The only way you will actually get more mv out of a longer throat in a given setup is to allow more run to the rifling. Anything else, as Mikecr has said, is no real surprise at all to me.
I always chuckle when people try to load a 220-230gr pill to the rifling in a 30roy (toss any other heavy pill and long throated round in if you wish) and wonder why they had pressure issues before they topped out with book data. Let her have a run at the rifling and see the difference. Set both barrels' ammo to the same oal and see what happens. Even then, it shouldn't be more than a couple of % better mv at the expense of a lot of powder.
Freebore is a great thing to flatten a pressure curve as you mention. That's how Roy Weatherby made his money. Sadly, it can have very poor effects on accuracy depending on how the throat is set up as far as diameter.
This system works great for most chambering and most bullets but you do reach a certain point in velocity and in bullet when jumping a gap to the lands will result in very poor results.
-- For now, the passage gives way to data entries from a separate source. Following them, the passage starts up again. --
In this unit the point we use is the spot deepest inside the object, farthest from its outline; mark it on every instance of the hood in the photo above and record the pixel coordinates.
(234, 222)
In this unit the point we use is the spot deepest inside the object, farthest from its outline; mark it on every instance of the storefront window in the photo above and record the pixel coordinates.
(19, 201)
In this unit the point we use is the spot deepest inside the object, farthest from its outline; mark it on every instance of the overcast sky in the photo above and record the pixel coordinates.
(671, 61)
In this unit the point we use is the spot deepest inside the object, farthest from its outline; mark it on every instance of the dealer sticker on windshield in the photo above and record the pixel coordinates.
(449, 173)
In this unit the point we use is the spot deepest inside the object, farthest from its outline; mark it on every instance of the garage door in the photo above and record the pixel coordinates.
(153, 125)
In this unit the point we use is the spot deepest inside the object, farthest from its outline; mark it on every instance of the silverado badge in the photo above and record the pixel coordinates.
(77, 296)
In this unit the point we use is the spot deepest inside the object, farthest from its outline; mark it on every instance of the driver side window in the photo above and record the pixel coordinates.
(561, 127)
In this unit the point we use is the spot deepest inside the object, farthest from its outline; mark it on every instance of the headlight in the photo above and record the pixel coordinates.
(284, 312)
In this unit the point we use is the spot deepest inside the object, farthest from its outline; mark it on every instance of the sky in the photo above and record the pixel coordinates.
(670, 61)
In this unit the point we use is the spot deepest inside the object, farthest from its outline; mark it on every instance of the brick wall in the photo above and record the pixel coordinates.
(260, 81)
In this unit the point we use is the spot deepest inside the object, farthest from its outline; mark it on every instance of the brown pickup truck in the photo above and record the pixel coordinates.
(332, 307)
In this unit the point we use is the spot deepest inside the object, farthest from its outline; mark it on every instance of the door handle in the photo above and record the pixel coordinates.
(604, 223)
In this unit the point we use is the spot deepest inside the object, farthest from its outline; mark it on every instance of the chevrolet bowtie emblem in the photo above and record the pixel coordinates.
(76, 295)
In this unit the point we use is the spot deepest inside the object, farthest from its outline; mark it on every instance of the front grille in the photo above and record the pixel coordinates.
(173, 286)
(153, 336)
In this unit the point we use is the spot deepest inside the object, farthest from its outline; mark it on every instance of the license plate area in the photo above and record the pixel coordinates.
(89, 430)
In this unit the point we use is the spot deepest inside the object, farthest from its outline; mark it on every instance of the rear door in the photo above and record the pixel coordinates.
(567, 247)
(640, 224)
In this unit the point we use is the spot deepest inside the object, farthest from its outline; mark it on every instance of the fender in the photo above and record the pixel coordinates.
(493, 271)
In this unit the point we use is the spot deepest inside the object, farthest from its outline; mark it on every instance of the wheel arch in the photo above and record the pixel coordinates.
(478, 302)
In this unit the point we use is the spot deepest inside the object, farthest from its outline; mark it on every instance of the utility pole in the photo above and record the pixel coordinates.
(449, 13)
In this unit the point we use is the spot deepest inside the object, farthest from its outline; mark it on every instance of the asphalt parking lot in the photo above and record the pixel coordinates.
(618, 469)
Most of my wildcats are prime examples of this. Running a really long, heavy bullet into a fast twist barrel will wring it out like a wet towel and as a result the jacket/core bond will weaken. What happens is that on these heavy, very long bullets, the front half of the bullet will engage the lands and begin to rotate but because the bullet is so long and heavy, the rear of the bullet will resist this rotational force and it takes it toll on the jacket/core bond and then bad things can happen as far as accuracy goes. Again, with MOST chamberings that produce less then 3200 fps with these heavy long bullets, generally you do not see problems. But when you take the same bullet and slam it into the lands and then rev it up to 3400-3500-3600 fps and at best, you have very poor accuracy results, at worse, you have total bullet failure when the bullet leaves the muzzle because of the stresses from slamming the bullet into the lands and then running the velocity up and things come apart.
The only cure for this is a heavier jacket to handle these high stress loads.
In full custom rifles, that have a throat diameter that matches the bullet diameter very closely, I have not seen much accuracy drop off with freebore until you reach the point that the stresses imposed on the bullets cause the jacket/core separation mentioned previously.
One thing I do not like about long freebore is that you can see more flame erosion in the throat as there is more room for the hot gases to slip past the bullet in the throat. This will erode a throat faster and the longer the throat, the more distance a bullet has to travel before it engaged the rifling. As such, accuracy can drop off faster with a long throat then with a short throat.
Most match bullets recommend seating to or just barely off the lands for best accuracy. In fact Berger bullets usually shoot the best seated into the lands. For a hunting rifle I do not recommend that but that is what they recommend for best accuracy potential no matter if its an 80 gr 224 cal bullet or a 300 gr 338 cal bullet.